Santa Monica, CA — A recommendation to follow the flawed federal approach to controlling ownership of discoveries resulting from taxpayer-funded stem cell research short-changes Californians, a consumer advocacy group said today.

The proposal was released late Tuesday by the California Council on Science and Technology (CCST). It urged the Proposition 71 stem cell institute to follow the federal Bayh-Dole Act in developing rules to govern discoveries made with publicly-funded research. It advocates the same approach for other state-funded research.
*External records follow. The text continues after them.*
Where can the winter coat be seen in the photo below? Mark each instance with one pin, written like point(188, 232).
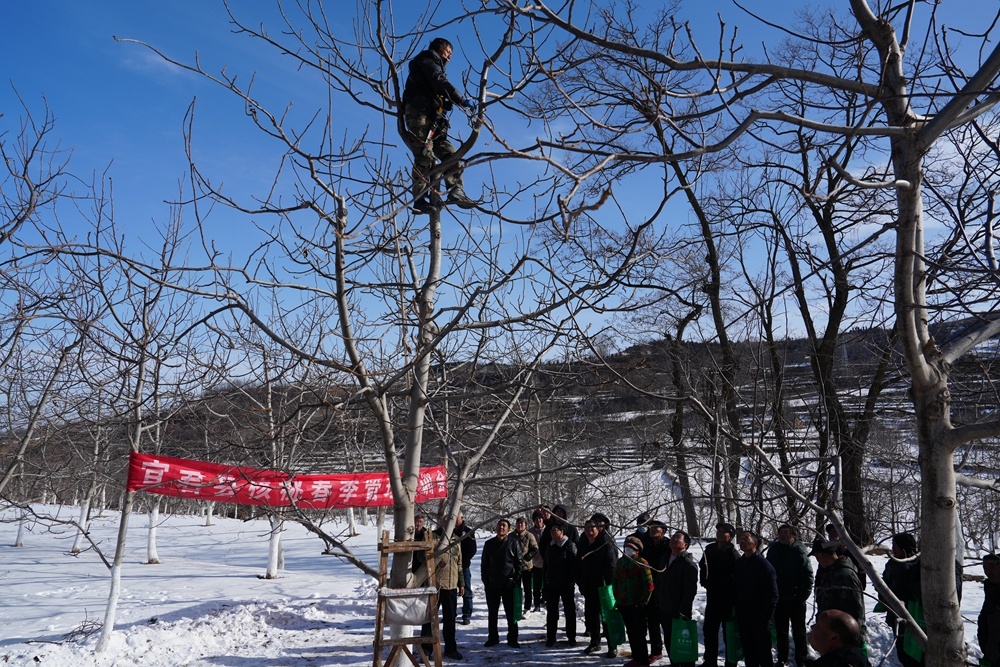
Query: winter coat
point(847, 656)
point(427, 87)
point(756, 586)
point(569, 530)
point(633, 582)
point(501, 561)
point(529, 549)
point(838, 587)
point(716, 577)
point(989, 622)
point(597, 562)
point(561, 564)
point(903, 579)
point(794, 570)
point(469, 546)
point(537, 561)
point(449, 567)
point(676, 586)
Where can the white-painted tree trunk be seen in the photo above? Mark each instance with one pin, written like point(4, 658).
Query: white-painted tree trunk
point(21, 524)
point(352, 525)
point(274, 548)
point(111, 611)
point(152, 557)
point(209, 512)
point(82, 525)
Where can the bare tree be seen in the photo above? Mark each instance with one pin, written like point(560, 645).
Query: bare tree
point(906, 97)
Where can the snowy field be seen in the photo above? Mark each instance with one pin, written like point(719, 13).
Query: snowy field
point(206, 606)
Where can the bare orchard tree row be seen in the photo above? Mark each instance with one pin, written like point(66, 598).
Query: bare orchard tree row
point(675, 183)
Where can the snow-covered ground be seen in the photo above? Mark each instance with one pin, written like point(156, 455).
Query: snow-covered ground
point(206, 606)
Federal rules would not fulfill Proposition 71‘s promise to give voters access to new medical cures.

“Too often the flawed federal rules only benefit drug and biotech companies underwriting their research, but providing no fair and easy access to the medical cures the public financed,” said John M. Simpson, Stem Cell Project director for the Foundation for Taxpayer and Consumer Rights (FTCR).

A recent analysis of the effect of federal rules on the 50 top-selling drugs over a five-year period found that forty-five of them received millions of dollars of taxpayer money with virtually no payback to patients or taxpayers.

The flawed federal rules have also caused over-commercialization of universities and research institutions. “It’s resulted in too many patents on discoveries that should be in the public domain and shared easily among researchers so new cures are quickly found,” Simpson said. “Instead, too many patents — what many call patent thickets — have hindered the flow of information and exchange of ideas.”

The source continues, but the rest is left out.